Main LLMs and resources we've contributed to in 2025
LLMs
- 🔥 Lucie 7b: main contributor is Linagora. It's an open-source, open-weights and open-data LLM pretrained from scratch on >3T tokens focused on French and other languages.
- 🔥 Mille Pensées: main contributor is Gabriel Lauzzana. It's a post-trained 7b LLM with good results on maths that reasons in French.
- 🔥 SpeechLLM for Wolof: main contributor is Yaya Sy. It's an open Wolof Speech-LLM with continued pretrained HuBERT encoder.
- LlamaER-8b: main contributor is Imed Ghebriout. It's a finetuned Llama-3.1-8b on SimSamu (medical emergency calls).

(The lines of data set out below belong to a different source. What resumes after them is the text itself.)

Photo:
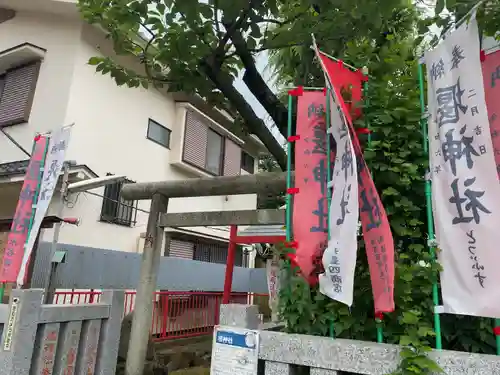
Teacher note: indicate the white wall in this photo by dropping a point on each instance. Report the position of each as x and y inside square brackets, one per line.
[51, 97]
[109, 135]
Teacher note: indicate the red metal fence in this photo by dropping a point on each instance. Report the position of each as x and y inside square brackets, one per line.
[175, 314]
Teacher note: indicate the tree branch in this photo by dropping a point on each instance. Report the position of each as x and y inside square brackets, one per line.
[224, 83]
[259, 88]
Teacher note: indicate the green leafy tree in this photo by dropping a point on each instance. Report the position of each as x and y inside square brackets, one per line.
[398, 164]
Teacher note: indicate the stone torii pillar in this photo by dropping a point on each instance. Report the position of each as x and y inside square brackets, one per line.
[160, 193]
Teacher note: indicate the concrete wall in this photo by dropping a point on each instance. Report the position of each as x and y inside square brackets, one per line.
[324, 356]
[92, 268]
[46, 339]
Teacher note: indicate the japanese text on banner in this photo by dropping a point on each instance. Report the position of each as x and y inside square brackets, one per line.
[491, 76]
[53, 165]
[377, 234]
[18, 235]
[466, 193]
[310, 208]
[339, 259]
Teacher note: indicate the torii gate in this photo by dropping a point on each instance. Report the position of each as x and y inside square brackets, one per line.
[159, 194]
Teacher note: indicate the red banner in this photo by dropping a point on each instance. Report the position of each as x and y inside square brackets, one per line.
[310, 205]
[376, 228]
[14, 249]
[491, 76]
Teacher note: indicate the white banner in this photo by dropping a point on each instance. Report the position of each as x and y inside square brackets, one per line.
[54, 161]
[339, 258]
[465, 189]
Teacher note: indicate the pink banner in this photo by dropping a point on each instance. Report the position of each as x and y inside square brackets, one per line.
[310, 205]
[377, 233]
[491, 76]
[14, 249]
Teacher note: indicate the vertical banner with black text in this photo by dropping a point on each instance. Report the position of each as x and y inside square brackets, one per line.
[465, 189]
[310, 205]
[377, 234]
[54, 160]
[339, 258]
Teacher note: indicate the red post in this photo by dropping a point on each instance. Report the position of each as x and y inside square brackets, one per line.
[231, 252]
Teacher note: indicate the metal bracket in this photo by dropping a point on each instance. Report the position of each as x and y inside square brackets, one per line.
[428, 176]
[425, 115]
[432, 243]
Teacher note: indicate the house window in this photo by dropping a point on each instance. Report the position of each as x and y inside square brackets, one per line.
[215, 150]
[16, 93]
[247, 162]
[115, 209]
[158, 133]
[215, 253]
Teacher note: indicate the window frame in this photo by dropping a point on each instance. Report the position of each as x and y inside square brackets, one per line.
[222, 150]
[36, 63]
[115, 203]
[243, 166]
[156, 123]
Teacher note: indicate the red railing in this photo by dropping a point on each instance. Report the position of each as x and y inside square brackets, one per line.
[175, 314]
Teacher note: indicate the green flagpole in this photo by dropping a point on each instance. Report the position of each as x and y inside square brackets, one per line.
[430, 220]
[378, 320]
[288, 172]
[328, 179]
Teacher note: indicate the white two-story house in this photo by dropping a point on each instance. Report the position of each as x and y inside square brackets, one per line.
[144, 134]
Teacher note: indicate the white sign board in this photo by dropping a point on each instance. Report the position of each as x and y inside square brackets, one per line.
[235, 351]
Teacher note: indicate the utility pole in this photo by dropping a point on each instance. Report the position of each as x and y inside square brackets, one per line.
[49, 289]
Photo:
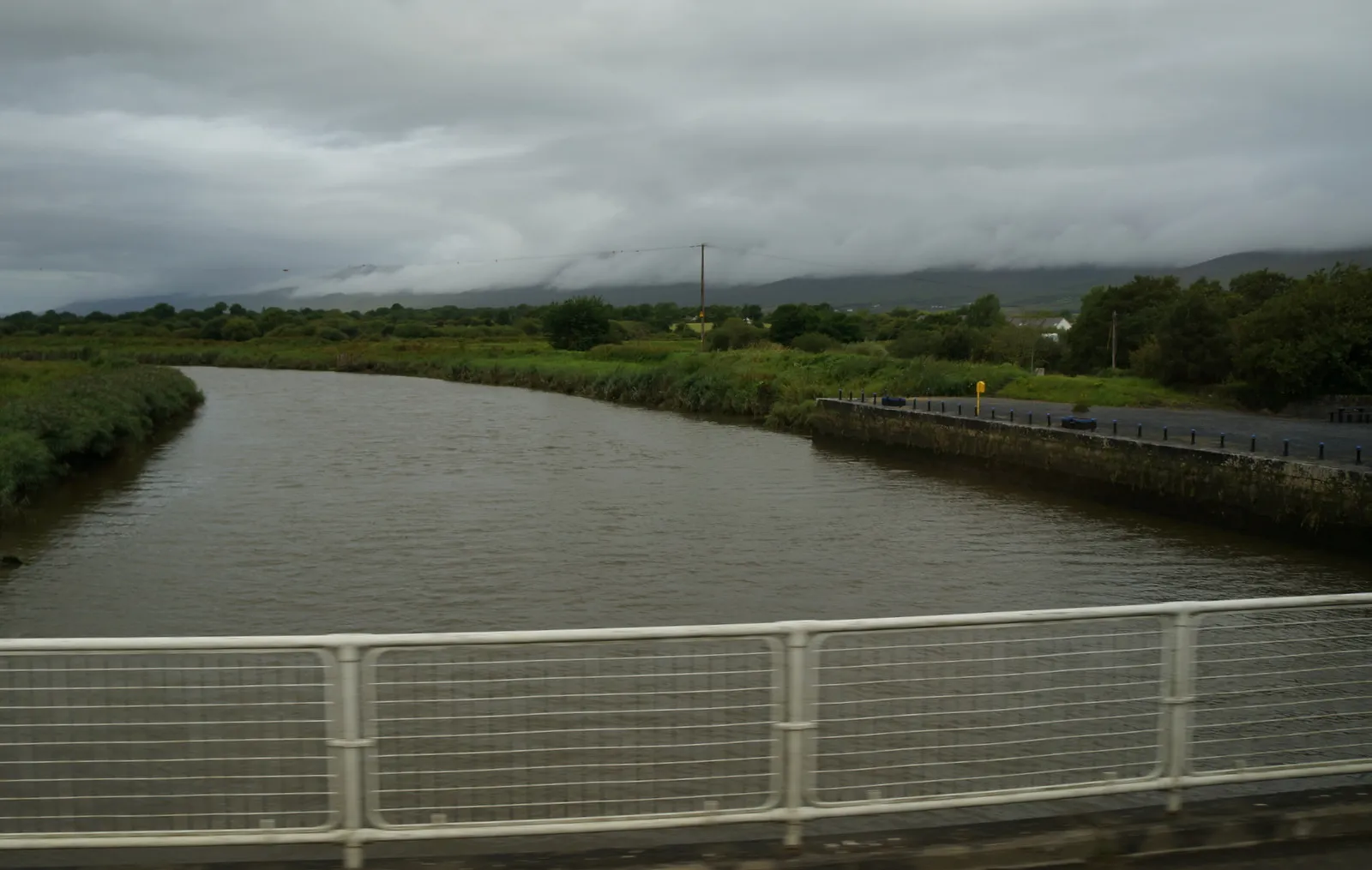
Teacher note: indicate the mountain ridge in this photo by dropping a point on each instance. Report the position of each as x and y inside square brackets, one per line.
[1051, 288]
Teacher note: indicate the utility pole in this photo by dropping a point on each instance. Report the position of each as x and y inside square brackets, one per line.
[703, 296]
[1115, 338]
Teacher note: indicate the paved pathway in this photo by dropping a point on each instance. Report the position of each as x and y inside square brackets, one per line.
[1341, 441]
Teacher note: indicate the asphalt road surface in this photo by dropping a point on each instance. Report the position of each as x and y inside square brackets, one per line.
[1305, 435]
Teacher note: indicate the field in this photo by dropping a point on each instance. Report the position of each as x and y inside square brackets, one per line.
[770, 383]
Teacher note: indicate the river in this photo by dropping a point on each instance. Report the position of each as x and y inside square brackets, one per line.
[317, 502]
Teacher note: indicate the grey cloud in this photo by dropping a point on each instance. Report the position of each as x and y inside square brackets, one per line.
[143, 141]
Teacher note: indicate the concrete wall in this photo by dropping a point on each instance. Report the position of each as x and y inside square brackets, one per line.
[1321, 502]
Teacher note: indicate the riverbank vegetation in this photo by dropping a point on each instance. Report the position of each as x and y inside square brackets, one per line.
[57, 415]
[1266, 339]
[1273, 338]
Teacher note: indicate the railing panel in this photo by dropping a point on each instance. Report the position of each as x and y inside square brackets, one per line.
[1282, 689]
[487, 735]
[928, 714]
[159, 742]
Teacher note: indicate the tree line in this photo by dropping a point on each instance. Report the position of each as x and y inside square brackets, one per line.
[1275, 338]
[1271, 337]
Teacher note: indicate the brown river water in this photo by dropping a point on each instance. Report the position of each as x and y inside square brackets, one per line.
[319, 502]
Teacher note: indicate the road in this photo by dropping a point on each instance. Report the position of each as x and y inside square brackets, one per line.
[1355, 855]
[1341, 441]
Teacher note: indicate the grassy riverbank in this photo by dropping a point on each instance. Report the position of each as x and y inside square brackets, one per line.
[770, 385]
[59, 413]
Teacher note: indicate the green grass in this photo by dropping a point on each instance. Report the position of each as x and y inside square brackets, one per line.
[55, 413]
[772, 385]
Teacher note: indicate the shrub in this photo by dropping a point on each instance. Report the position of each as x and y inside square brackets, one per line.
[814, 342]
[578, 324]
[413, 330]
[734, 333]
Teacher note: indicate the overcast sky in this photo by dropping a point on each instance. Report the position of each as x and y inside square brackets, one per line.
[151, 143]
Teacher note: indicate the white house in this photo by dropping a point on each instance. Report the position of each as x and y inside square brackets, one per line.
[1051, 326]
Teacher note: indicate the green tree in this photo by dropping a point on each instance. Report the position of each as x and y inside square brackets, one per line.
[1195, 342]
[1138, 305]
[1312, 340]
[1253, 288]
[578, 324]
[792, 320]
[238, 330]
[814, 342]
[734, 333]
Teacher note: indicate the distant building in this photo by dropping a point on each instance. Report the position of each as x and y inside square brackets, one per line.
[1050, 327]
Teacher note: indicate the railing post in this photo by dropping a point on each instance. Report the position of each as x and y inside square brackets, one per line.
[352, 744]
[795, 728]
[1177, 700]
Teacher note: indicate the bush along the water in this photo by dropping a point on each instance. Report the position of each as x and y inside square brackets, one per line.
[48, 423]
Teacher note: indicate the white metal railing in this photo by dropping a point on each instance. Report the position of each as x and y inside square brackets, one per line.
[356, 739]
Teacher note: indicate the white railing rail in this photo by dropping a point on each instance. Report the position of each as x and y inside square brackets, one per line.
[354, 737]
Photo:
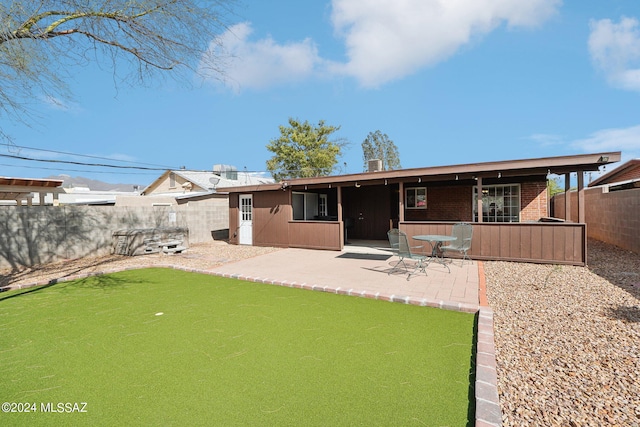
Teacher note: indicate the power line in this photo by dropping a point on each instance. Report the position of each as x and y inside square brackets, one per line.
[164, 167]
[69, 162]
[76, 170]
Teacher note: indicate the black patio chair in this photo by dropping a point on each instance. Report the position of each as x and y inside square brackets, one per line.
[400, 245]
[463, 232]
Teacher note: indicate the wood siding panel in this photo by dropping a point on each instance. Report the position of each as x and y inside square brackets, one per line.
[271, 214]
[557, 243]
[315, 234]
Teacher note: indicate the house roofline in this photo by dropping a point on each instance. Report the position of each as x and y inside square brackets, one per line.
[609, 177]
[508, 168]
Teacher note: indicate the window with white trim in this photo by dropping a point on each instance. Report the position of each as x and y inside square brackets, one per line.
[500, 203]
[305, 206]
[322, 205]
[416, 198]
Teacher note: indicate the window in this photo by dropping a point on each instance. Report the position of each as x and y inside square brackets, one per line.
[322, 205]
[245, 208]
[416, 198]
[305, 206]
[500, 203]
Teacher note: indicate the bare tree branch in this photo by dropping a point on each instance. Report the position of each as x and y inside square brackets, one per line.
[41, 40]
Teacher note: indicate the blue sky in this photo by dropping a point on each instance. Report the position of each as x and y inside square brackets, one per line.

- BaldWhisper: main contributor is Yaya Sy. It's an open low-rank compressed and distilled Whisper model for Bambara.
- BaldGemma3: main contributor is Yaya Sy. It's a google/gemma-3-270m-it LLM compressed down to 140m parameters.
- Qwen3-8b-FRnews: It's an LLM finetuned on French News from 2024.
Other LLM-related resources
- Lillama: main contributor is Yaya Sy. It's a low-cost compression pipeline that we have applied to Mixtral-8x7b, Mistral-7b, Phi-3 14b, Phi-2 3b, Mamba-3b.
- Libriquote: main contributor is Gaspard Michel. It's a 12,700 hours expressive speech dataset for TTS.